Ask HN: How would you securely send Excel files from one company to another? - woodylondon
I am working with a client that needs to send Excel files with a lot of personal data, to many B2B suppliers regularly.<p>The B2B suppliers have the right to see the data etc.  The problem is about transporting the data.  GDPR makes this more complex but taking into account how you can deliver a solution that is not over-complicated for the sender or receiver of the data.<p>We need to consider that the delivery method itself is secure, that the person who gets the file is who they say they are and the Excel file itself is secured.  Once the Excel file has been used, to confirm its removal in some way.<p>You could add a password to the Excel and then email the password and file to person.  However, that&#x27;s not very secure as a password is in email so you could accidentally email the wrong person.  Also, very easy to hack excel security etc.<p>Maybe send the password via SMS – as 2FA approach.  However, means keeping a database of people receiving the file who could be an individual in a large company who moves around, phone numbers change. Very hard to keep track of many people in many companies all with secure delivery.<p>You could encrypt the Excel file with PGP, assumes the person at the other end has PHP to decrypt etc.

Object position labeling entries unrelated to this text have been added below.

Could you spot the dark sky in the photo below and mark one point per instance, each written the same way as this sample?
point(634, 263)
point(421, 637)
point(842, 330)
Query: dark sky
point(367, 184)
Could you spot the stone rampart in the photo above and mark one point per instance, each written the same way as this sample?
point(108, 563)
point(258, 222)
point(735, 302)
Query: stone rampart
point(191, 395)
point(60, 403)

Same problems as above with how to get the password – SMS, Email, POST?<p>Any other options?<p>Any SaaS solutions out there that do this?<p>Many thanks
======
woodylondon
Thanks for the replies. I need someone that works via an API - as will be
coming from a platform sending to many B2B suppliers. problem with things like
Gdrive, firefox is you are uploading the confidential data into their systems.
A lot of files going to lots of different people. We are Microsoft / Azure
stack - so maybe do somethig from them.

The link below to Cisco might be an option - looking I guess for enterprise
style solutions.

------
SQL2219
[https://www.cisco.com/c/en/us/products/security/registered-e...](https://www.cisco.com/c/en/us/products/security/registered-
envelope-service/index.html)

------
fairwood
[https://security.stackexchange.com/questions/195406/secure-w...](https://security.stackexchange.com/questions/195406/secure-
way-of-sending-a-excel-document-to-a-third-party)

------
verdverm
By sending a link from gdrive, with permissions enabled by email address

------
welder
[https://www.box.com/security](https://www.box.com/security)

------
celticninja
firefox send

[https://send.firefox.com/](https://send.firefox.com/)

Encrypt it at your end, password protect it. Send the link to your recipient.
They download it and use the pre-agreed password (agreed over the phone with a
known entity at the recipient - not over email).